Kissinger, who visited China more than 100 times and last met with Xi during a surprise trip to Beijing in July, died on Wednesday aged 100, prompting widespread mourning among ordinary Chinese people on social media.
“Dr. Kissinger was a good old friend of the Chinese people. He is a pioneer and builder of Sino-U.S. relations,” ministry spokesperson Wang Wenbin said at a regular news conference.
Kissinger made “historic” contributions to the normalisation of China-U.S. relations, and Chinese people will remember him for his “sincere devotion and important contribution”, Wang added.
Chinese Premier Li Qiang and Foreign Minister Wang Yi also sent messages of condolence to Kissinger’s family and U.S. Secretary of State Antony Blinken, respectively, Wang told the briefing.
Kissinger believed China-U.S. relations are vital to the peace and prosperity of the two countries and the wider world, Wang Wenbin said.
“China and the U.S. should carry forward Kissinger’s strategic vision, political courage and diplomatic wisdom… and promote the sound, stable and sustainable development of China-U.S. relations,” he said.
Kissinger, who served as secretary of state and national security adviser in the administrations of Presidents Richard Nixon and Gerald Ford, first visited Beijing in 1971, paving the way for the U.S. diplomatic opening to China.
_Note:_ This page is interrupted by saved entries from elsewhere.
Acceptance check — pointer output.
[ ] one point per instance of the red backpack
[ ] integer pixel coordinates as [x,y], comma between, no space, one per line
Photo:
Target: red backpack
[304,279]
His death was widely mourned by Chinese state media and social media users.
“The overarching impression of Kissinger (in China) was that he was someone in America who understood the Chinese people,” said Brian Wong, an assistant professor and geopolitical strategist at Hong Kong University.
Kissinger was seen as an outsider who understood China’s need to transcend its self-imposed isolation in the 1960s and early 1970s, Wong said.
“So, in short, he was seen as someone who, crucially, stood for a ‘China understander’.”